ABSTRACT

Electrospun Flexible Energy Device

Smart textiles are a convenient platform to deploy them electromechanical systems and internet of things (IoT); thereby making the textile electronics as a fast-growing industry with a predicted global market of US$ 9.3 billion by 2024. The smart textiles integrate the state-of-the-art electronic gadgets such as sensors, actuators, controllers, displays, and others in consumer clothing; and powering these gadgets is a critical issue. One of the most viable approaches to power the smart textiles electronics is to develop energizers (solar cells, piezoelectric cells, batteries and supercapacitors) into the fundamental constituent of the cloth, for example, fibers (or synonymously yarns) as energy conversion and storage system. This lecture will focus on the current state of flexible energy devices developed by electrospinning, both in the lecturer’s laboratory and elsewhere, and foreseeable initiatives required to leverage the laboratory developments to the commercial sector. 

BIOGRAPHY

Professor Rajan Jose supervises the Nanostructured Renewable Energy Materials Laboratory in the Universiti Malaysia Pahang (UMP). He has investigated nanostructured perovskite ceramics for microwave and superconducting electronics during doctoral research at the Council of Scientific and Industrial Research (CSIR), Trivandrum, India and has received PhD degree in the year 2002. He has contributed to the science and engineering of diverse range of materials including metals and alloys, luminescent quantum dots for biological and energy applications, glass and glass ceramics for quantum electronics, and electrochemical materials for energy conversion and storage.

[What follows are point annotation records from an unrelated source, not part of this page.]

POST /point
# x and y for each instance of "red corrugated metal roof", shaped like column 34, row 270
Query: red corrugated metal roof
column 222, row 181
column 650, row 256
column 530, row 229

He was employed as a scientist at the Indira Gandhi Centre for Atomic Research (India), AIST (Japan), Toyota Technological Institute (Japan), and the National University of Singapore (Singapore) before joining UMP. He has published over 200 papers in Web of Science (Thomson Reuters) indexed journals which are cited nearly 10000 times with an h-index of 52. He holds 25 patents nationally and internationally. His current research interests include circular economy, data science, renewable materials and devices; most of his research is on the structure –property relationship in materials for the desired device functionality.